Até que em 25 de junho de 1919 o Inter caiu totalmente de joelhos e mandou para Kluwe uma carta com 80 assinaturas – de senhoras, senhorinhas e cavalheiros da alta sociedade – "na convicção de que seus sentimentos como 'sportman' desse Club não ficarão indifferentes a este appello". E continuou a carta: "Como player distincto V.Ex. não póde negar o que presentemente lhe é solicitado", prossegue o texto. "O dia de gloria começou a declinar (...) seu afastamento coopera para o desanimo geral (...) sua reentrée impõe-se como inadiável. Os demais jogadores sentir-se-iam bem em conta-lo no seu numero, quer pelo seu caracter quer pela lhaneza do seu trato".

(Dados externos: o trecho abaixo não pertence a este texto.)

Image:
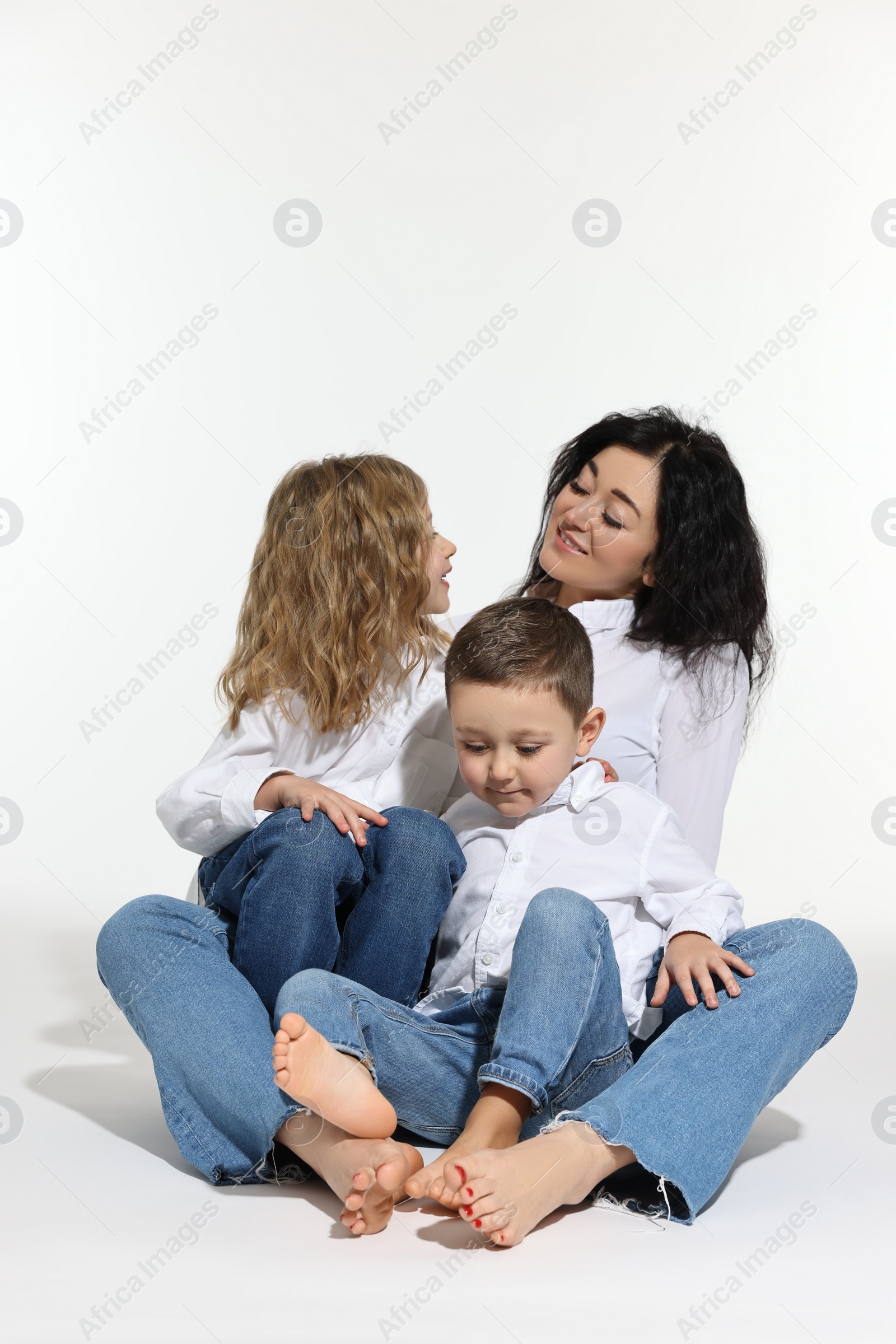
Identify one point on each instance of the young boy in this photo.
(543, 959)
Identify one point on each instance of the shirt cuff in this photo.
(238, 800)
(688, 924)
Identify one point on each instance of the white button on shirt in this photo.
(612, 843)
(402, 757)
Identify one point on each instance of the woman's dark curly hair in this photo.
(708, 565)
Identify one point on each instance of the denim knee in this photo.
(311, 993)
(288, 827)
(423, 828)
(558, 906)
(832, 965)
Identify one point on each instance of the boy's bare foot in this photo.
(336, 1086)
(493, 1123)
(367, 1174)
(508, 1193)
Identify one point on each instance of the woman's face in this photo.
(604, 528)
(440, 568)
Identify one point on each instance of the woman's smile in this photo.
(564, 542)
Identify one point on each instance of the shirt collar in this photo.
(604, 615)
(580, 788)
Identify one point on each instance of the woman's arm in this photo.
(699, 749)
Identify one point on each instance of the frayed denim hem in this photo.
(634, 1193)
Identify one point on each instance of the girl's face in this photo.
(440, 568)
(604, 528)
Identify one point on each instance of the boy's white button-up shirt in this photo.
(612, 843)
(403, 756)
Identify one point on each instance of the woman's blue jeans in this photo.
(305, 895)
(684, 1109)
(558, 1033)
(691, 1100)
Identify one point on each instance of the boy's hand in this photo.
(292, 791)
(693, 956)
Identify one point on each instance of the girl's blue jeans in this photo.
(305, 895)
(684, 1109)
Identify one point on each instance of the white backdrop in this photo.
(772, 202)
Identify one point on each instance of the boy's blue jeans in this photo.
(684, 1109)
(558, 1033)
(305, 895)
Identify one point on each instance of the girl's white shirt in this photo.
(660, 734)
(403, 756)
(661, 731)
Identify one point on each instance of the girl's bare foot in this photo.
(367, 1174)
(507, 1193)
(332, 1085)
(493, 1123)
(375, 1190)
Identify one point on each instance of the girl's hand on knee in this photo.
(693, 956)
(292, 791)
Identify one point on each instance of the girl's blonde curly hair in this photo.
(335, 606)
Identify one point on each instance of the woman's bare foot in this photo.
(508, 1193)
(367, 1174)
(332, 1085)
(493, 1123)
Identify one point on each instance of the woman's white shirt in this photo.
(402, 757)
(661, 733)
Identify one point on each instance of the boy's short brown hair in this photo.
(526, 643)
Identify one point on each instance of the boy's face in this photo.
(516, 746)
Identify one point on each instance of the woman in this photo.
(647, 538)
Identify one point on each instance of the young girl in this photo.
(648, 539)
(335, 689)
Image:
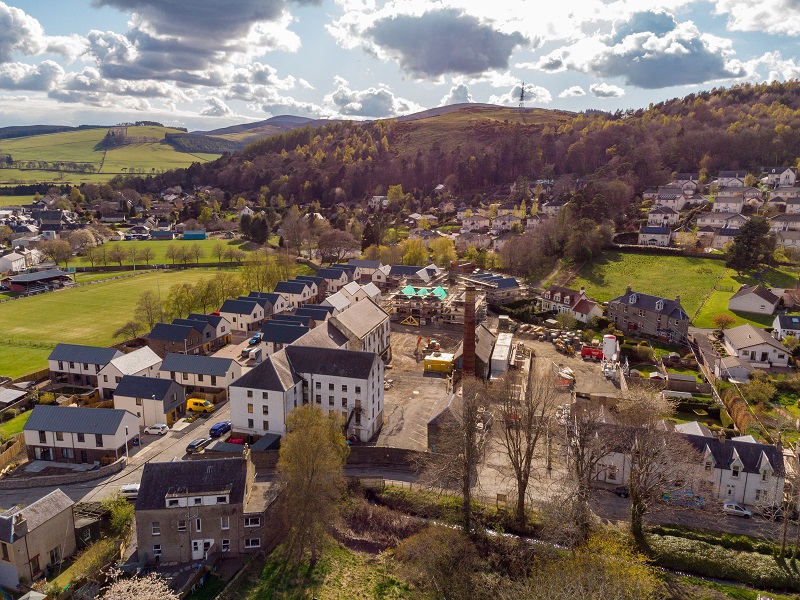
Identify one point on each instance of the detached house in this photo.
(649, 315)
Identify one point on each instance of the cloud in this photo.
(377, 102)
(605, 90)
(216, 108)
(534, 94)
(649, 50)
(458, 94)
(765, 16)
(573, 92)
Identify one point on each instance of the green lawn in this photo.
(690, 278)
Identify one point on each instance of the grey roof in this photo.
(239, 307)
(199, 365)
(135, 386)
(746, 336)
(273, 374)
(751, 455)
(75, 419)
(93, 355)
(328, 361)
(136, 361)
(35, 514)
(170, 332)
(361, 318)
(187, 477)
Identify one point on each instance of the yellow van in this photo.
(199, 405)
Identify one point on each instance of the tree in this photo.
(148, 309)
(752, 247)
(526, 417)
(723, 320)
(311, 469)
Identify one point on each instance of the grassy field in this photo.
(690, 278)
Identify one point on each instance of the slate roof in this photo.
(75, 419)
(170, 332)
(750, 454)
(186, 477)
(136, 361)
(93, 355)
(136, 386)
(36, 514)
(199, 365)
(327, 361)
(239, 307)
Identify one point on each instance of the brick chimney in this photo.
(468, 356)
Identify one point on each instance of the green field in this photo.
(690, 278)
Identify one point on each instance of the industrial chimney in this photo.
(468, 358)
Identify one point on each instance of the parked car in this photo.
(217, 429)
(736, 509)
(197, 445)
(157, 428)
(621, 491)
(199, 405)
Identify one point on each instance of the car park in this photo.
(736, 509)
(218, 429)
(157, 429)
(197, 445)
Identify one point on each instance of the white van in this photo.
(129, 491)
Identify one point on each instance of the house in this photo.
(75, 434)
(784, 325)
(731, 178)
(755, 346)
(142, 361)
(35, 538)
(739, 469)
(151, 399)
(781, 176)
(243, 315)
(79, 365)
(756, 299)
(572, 302)
(340, 381)
(649, 315)
(662, 216)
(166, 338)
(654, 236)
(193, 511)
(200, 372)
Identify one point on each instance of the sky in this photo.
(205, 64)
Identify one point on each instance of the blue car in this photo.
(217, 429)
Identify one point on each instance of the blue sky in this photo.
(204, 64)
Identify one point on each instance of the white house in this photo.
(79, 365)
(755, 346)
(756, 299)
(142, 361)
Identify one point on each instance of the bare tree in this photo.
(525, 405)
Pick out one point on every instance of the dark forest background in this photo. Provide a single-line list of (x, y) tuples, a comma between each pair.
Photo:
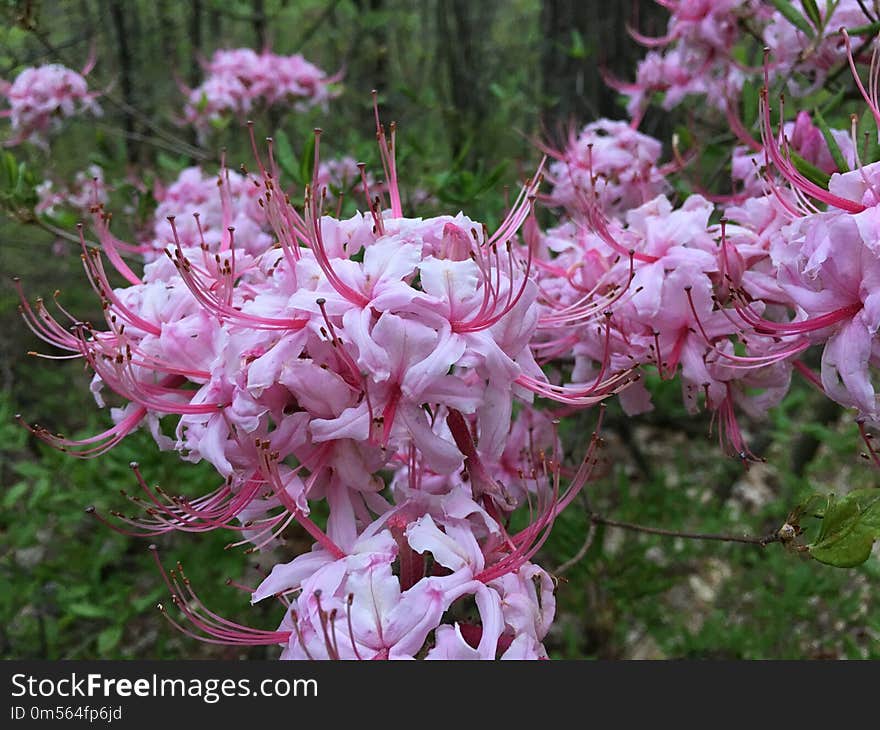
[(472, 86)]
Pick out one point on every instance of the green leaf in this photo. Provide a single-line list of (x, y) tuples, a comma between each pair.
[(833, 147), (809, 170), (109, 638), (870, 152), (750, 104), (812, 11), (578, 48), (849, 528), (790, 13), (87, 610), (284, 155), (14, 493), (307, 164), (869, 29)]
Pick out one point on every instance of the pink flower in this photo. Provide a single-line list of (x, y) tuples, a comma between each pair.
[(41, 96)]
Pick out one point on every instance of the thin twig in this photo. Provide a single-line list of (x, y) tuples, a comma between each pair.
[(747, 539), (579, 555)]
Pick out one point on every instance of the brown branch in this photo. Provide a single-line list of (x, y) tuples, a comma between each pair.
[(747, 539)]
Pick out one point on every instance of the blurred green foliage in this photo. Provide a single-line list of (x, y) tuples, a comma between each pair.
[(72, 588)]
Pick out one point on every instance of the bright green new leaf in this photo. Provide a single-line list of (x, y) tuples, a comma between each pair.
[(307, 163), (849, 528), (284, 155), (809, 170), (790, 13), (108, 639), (812, 11), (833, 147)]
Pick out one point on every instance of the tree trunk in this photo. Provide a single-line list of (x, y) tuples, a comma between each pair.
[(126, 80), (582, 37)]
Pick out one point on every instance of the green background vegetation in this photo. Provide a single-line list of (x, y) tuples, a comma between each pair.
[(471, 85)]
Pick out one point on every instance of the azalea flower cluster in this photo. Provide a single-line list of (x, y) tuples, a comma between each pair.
[(392, 369), (88, 189), (698, 54), (240, 80), (379, 363), (42, 96), (729, 291)]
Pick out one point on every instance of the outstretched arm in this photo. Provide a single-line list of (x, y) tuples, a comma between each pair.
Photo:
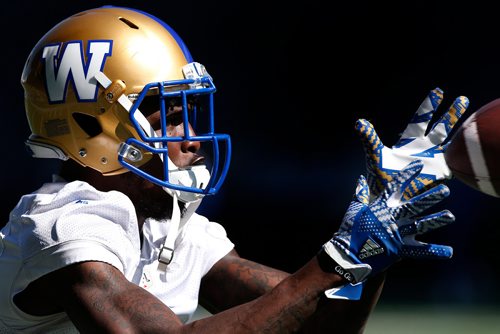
[(234, 280)]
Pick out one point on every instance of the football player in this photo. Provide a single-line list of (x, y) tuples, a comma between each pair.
[(114, 243)]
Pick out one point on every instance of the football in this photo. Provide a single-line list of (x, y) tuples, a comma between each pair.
[(473, 154)]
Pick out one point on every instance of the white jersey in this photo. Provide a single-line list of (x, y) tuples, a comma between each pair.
[(65, 223)]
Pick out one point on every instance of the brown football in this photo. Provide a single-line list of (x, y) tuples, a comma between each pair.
[(473, 155)]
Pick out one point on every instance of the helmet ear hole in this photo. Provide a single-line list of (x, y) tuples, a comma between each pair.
[(88, 123)]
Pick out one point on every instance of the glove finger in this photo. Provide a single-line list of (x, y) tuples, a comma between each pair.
[(442, 128), (425, 251), (429, 198), (420, 121), (427, 223), (362, 190), (369, 138)]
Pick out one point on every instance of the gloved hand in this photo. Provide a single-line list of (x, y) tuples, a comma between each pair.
[(373, 235), (384, 162)]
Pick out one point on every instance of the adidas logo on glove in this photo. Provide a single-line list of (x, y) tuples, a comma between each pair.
[(370, 248)]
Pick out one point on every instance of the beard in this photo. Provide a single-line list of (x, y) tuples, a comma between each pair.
[(156, 204)]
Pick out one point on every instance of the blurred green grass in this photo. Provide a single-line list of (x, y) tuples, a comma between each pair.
[(434, 319), (426, 319)]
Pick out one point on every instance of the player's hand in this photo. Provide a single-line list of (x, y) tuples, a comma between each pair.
[(384, 162), (373, 235)]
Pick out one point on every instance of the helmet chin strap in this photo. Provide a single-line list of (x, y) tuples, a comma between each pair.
[(194, 176)]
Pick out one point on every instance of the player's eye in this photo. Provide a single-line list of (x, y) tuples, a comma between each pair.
[(174, 119)]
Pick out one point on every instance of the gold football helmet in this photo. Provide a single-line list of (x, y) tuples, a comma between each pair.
[(86, 81)]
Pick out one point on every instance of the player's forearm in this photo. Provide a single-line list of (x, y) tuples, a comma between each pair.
[(346, 316), (234, 281), (283, 309)]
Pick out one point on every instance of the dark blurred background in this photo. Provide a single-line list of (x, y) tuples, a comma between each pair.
[(292, 80)]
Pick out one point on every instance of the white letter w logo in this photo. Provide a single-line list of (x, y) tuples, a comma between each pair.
[(70, 65)]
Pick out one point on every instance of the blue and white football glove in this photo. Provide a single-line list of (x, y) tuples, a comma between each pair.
[(374, 235), (384, 162)]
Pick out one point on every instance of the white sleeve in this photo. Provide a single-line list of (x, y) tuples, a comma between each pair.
[(210, 238), (103, 229)]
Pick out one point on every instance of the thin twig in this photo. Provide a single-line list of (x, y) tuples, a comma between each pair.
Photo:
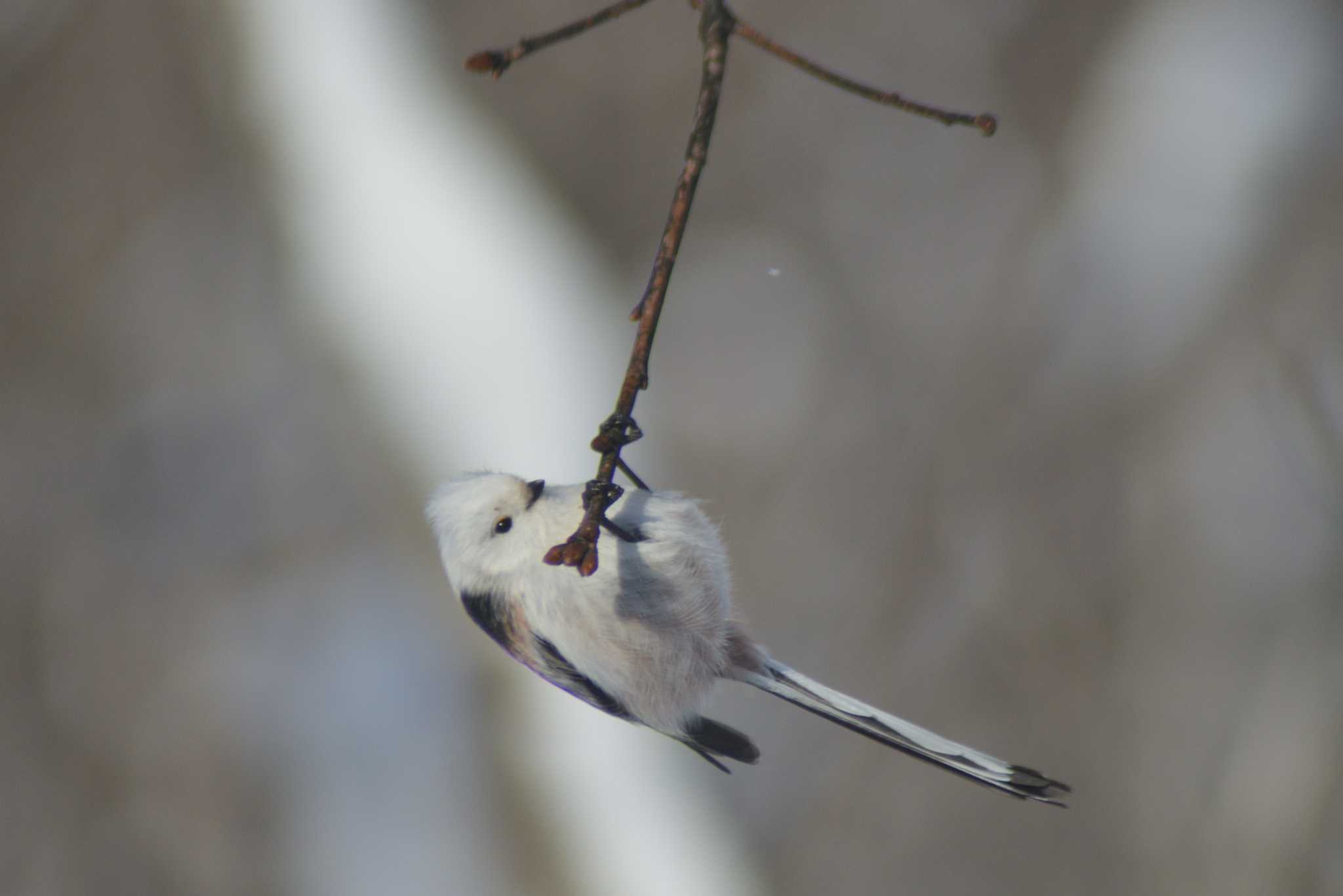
[(625, 468), (985, 121), (620, 429), (497, 61)]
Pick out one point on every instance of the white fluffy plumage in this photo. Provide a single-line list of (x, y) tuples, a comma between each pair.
[(647, 637)]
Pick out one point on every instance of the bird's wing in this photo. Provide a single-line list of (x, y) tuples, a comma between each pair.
[(508, 627), (506, 622)]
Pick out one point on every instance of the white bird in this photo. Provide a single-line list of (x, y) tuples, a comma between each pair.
[(647, 637)]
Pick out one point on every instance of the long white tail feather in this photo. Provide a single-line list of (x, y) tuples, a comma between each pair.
[(799, 690)]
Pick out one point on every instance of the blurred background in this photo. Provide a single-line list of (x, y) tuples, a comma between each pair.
[(1037, 441)]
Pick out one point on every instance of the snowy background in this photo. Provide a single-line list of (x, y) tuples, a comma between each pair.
[(1037, 441)]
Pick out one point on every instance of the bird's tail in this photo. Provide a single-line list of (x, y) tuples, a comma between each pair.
[(794, 687)]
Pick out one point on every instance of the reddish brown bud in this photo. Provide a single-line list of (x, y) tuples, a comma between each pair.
[(487, 62)]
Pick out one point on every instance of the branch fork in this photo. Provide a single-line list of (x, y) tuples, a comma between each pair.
[(717, 24)]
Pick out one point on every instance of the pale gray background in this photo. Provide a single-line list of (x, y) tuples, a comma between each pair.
[(1036, 440)]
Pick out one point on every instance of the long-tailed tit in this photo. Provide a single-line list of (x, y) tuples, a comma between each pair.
[(649, 633)]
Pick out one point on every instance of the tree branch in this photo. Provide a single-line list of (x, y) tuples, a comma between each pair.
[(497, 61), (620, 429), (716, 26), (986, 121)]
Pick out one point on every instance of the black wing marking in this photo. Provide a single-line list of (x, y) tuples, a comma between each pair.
[(510, 631), (492, 617), (561, 672), (721, 741)]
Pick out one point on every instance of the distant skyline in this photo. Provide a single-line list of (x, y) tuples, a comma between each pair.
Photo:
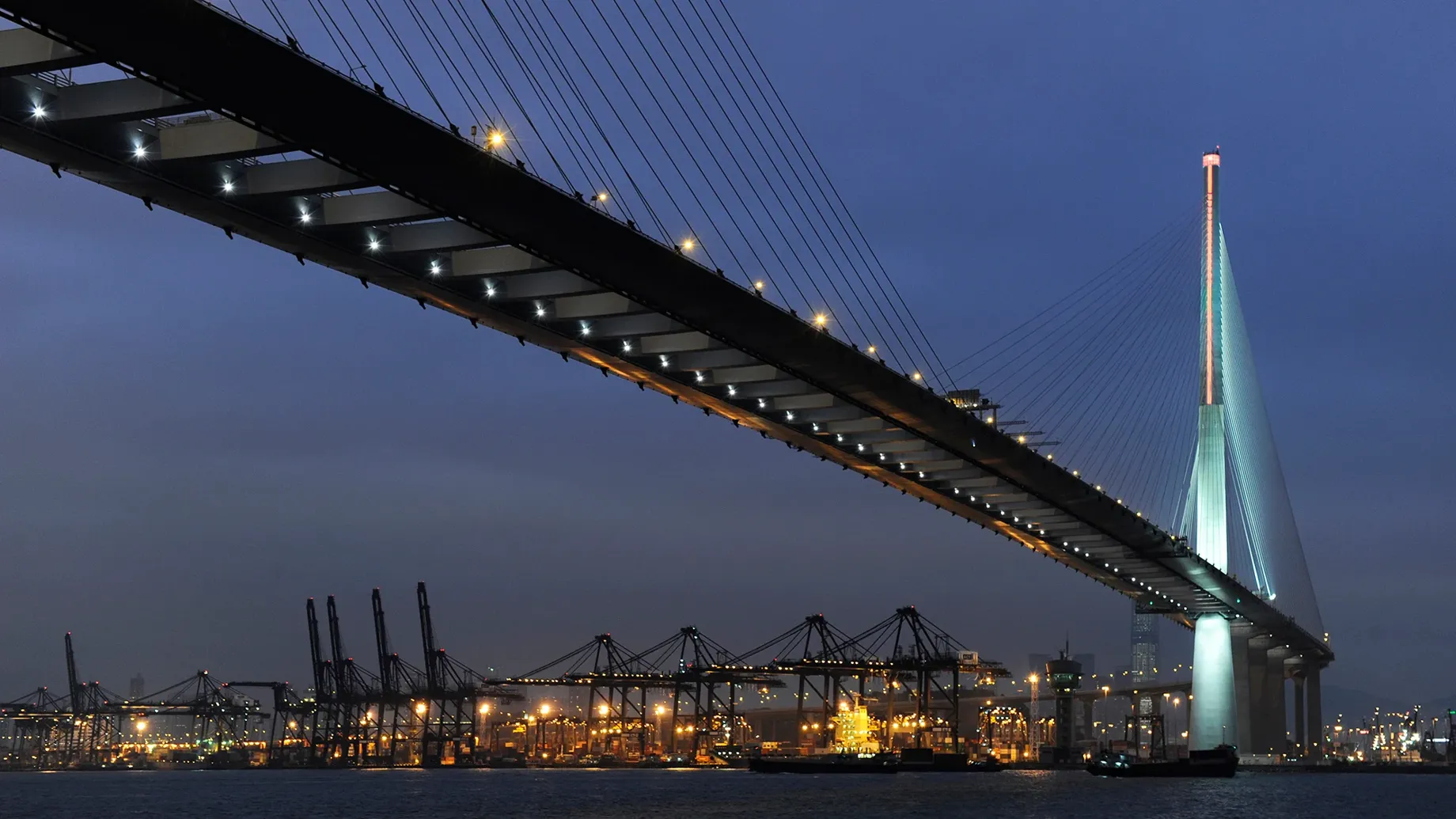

As 80 assinaturas do importante documento são de Olga Meneghetti, Martha De Lorenzi, Noemia Castro, Raphaela Furtado, Octacilia Almeida, Ninita Carlucci, Florencio Igartua, Waldemar Barbedo, F, Damasceno Ferreira. Para garantir, a carta a Kluwe vem em dose dupla: para reforçar, acompanha uma outra, a Iracema, para que ela ajudasse a convencer o marido a voltar ao time do Inter.
Aos 29 anos, quatro sem jogar, o pressionado doutor Kluwe finalmente não resistiu e voltou. Fez gol na vitória de 2 a 0 em Gre-Nal, jogou mais algum tempo e foi trabalhar em Caxias e finalmente acabou sendo prefeito em Bagé. Grandalhão de 1m90 e que pouco sorria, volante, centroavante e capitão do Inter, Kluwe foi o primeiro ídolo e craque colorado.
Agora, em 2016, quando a inhaca bate outra vez e com força à porta do Inter, dramaticamente ameaçado de rebaixamento no Campeonato Brasileiro, após pequenos e breves sinais de saída da UTI é indispensável tomar providência – qualquer providência.
Está na hora de decretar o fim dos intermediários e mandar outra carta – em espírito – ao doutor Kluwe.